Sources: EIA data (as of Aug. 2024); ScottMadden analysis
Less Discussed: Other EPA Rules Affecting Coal-Fired Generation
EPA’s Clean Air Act Section 111 GHG standards were issued at the same time as three other rules as part of a suite affecting all coal plants.
These EPA rules tighten and broaden regulation of non-GHG air emissions as well as water and solid waste pollutants. Those rules include the following:
- A final rule updating the Mercury and Air Toxics Standards for coal-fired power plants, tightening the emissions standard for toxic metals by 67% and finalizing a 70% reduction in the emissions standard for mercury from existing lignite-fired sources. The rule also reduces limits on particulate matter from 0.03 to 0.01 pounds per MMBtu. EPA’s analysis suggests that 5 GW of operational capacity will need to comply by 2028.
- A final rule to reduce pollutants discharged through wastewater from coal-fired power plants by more than 660 million pounds per year. The rule sets a zero-discharge standard for flue gas desulfurization wastewater. EPA estimates this will affect about 232 power plants.
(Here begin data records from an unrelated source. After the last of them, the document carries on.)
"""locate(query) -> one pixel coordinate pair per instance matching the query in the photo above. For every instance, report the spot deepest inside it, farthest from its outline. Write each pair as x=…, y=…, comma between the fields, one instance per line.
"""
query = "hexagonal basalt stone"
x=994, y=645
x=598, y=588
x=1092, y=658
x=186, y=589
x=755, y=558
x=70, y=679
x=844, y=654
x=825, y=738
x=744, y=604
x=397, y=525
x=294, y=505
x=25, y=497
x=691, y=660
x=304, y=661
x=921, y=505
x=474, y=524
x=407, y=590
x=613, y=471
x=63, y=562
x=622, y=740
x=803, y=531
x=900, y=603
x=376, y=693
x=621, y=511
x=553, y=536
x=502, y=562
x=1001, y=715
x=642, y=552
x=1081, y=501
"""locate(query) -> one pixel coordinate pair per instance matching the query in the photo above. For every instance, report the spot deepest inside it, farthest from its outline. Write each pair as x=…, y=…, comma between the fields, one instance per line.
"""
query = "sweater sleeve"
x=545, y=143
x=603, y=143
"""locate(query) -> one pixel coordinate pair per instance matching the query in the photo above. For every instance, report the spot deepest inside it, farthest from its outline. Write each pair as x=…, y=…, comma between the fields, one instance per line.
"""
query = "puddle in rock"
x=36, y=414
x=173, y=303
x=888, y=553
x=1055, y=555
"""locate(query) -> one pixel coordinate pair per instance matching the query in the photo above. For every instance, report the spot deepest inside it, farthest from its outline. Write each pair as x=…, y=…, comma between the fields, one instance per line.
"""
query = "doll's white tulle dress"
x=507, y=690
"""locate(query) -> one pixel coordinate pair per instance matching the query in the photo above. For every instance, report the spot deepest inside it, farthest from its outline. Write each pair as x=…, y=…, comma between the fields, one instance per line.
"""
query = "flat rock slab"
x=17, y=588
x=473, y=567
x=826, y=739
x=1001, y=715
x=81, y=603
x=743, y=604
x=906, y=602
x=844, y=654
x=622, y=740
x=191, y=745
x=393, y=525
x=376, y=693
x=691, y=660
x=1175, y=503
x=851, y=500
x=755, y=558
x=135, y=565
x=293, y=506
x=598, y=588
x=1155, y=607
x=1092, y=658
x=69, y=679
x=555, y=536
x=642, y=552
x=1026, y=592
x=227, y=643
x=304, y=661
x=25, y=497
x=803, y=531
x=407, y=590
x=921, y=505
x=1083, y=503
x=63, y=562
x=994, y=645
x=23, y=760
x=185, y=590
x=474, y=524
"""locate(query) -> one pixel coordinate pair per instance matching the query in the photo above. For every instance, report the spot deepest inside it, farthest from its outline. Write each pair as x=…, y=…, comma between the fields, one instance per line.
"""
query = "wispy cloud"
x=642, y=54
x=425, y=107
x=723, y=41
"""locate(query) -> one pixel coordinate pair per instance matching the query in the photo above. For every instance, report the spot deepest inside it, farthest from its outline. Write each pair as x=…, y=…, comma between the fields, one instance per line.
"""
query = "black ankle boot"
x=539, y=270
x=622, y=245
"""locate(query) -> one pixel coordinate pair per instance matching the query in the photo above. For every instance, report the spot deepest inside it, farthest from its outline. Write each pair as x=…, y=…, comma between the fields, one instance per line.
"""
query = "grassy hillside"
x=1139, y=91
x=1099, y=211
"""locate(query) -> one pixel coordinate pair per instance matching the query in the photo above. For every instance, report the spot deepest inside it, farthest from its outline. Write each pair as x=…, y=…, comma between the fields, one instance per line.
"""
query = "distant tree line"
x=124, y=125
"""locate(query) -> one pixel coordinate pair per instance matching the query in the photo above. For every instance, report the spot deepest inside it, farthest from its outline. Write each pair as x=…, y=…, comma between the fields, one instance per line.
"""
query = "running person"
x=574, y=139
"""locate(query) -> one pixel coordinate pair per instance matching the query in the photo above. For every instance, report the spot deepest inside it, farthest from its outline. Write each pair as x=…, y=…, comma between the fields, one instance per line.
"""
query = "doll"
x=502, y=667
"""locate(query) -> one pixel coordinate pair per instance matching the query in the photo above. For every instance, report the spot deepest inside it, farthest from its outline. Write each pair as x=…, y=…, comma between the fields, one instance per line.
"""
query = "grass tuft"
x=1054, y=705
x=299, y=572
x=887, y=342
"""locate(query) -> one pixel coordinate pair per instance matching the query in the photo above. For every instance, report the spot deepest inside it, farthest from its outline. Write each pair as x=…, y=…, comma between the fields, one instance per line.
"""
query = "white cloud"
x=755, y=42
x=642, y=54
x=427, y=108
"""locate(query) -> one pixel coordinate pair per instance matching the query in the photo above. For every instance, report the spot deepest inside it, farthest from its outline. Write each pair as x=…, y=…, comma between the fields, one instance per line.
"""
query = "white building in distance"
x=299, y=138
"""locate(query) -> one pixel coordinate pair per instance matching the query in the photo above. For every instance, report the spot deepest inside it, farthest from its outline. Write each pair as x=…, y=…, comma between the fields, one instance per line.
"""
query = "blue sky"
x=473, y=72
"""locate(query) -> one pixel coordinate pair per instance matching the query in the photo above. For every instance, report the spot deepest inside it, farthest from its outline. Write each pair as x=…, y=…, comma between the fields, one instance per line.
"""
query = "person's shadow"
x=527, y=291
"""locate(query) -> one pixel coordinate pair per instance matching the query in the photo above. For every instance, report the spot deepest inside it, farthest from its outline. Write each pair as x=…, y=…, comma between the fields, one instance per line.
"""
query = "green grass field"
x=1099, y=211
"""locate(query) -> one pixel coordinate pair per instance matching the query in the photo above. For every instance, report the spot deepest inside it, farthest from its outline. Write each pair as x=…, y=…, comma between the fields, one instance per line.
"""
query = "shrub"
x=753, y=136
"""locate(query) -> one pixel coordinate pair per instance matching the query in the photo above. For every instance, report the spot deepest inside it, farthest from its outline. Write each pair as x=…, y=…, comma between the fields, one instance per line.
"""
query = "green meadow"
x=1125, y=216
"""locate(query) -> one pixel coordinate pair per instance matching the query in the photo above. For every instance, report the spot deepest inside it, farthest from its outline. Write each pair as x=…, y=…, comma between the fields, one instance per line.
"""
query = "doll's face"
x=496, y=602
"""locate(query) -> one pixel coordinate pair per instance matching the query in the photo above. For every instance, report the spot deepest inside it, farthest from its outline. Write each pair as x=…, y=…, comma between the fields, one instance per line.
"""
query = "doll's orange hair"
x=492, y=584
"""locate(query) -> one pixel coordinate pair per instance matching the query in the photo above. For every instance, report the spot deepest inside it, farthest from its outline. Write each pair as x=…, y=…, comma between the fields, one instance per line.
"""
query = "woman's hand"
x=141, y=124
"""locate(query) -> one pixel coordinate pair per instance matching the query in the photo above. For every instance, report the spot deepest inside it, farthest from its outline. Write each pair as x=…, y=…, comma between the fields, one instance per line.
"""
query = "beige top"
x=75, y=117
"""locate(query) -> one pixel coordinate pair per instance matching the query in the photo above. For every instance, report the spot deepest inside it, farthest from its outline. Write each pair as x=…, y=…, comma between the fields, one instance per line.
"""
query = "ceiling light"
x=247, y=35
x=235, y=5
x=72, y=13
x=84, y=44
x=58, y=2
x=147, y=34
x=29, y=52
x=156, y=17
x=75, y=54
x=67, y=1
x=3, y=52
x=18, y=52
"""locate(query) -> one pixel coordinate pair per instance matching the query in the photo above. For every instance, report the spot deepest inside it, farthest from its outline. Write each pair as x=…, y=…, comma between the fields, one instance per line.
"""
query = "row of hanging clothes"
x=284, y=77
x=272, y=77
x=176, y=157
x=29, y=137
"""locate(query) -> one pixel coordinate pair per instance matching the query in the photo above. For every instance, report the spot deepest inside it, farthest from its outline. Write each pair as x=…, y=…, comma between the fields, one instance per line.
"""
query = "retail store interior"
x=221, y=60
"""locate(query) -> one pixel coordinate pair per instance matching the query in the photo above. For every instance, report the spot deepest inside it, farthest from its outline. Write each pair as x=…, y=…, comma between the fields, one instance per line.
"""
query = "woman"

- A final rule will require the management of coal ash that is placed in areas that were unregulated at the federal level until now, including at previously used disposal areas that may leak and contaminate groundwater. These rules affect inactive surface impoundments, and EPA does not expect the rule to affect current power plant operations.
IMPLICATIONS
Even before the EPA rule, coal-fired power plants have been retiring due to age and market forces, as well as increasing pressure from environmental regulation and some stakeholder segments seeking more rapid decarbonization.
The tightening of emissions standards on new gas-fired units and the hinted but unknown regulatory framework for existing gas units injects some uncertainty, particularly as the industry has been leaning on those units for dispatchability and flexibility.
System planners and operators must continue to prepare for alternative resource mixes over the long term and will need to seek creative solutions—energy storage, demand-side options, unit duty-cycle management (to avoid excursions that run afoul of the capacity factor-based structure)—to manage reliability and minimize operating costs.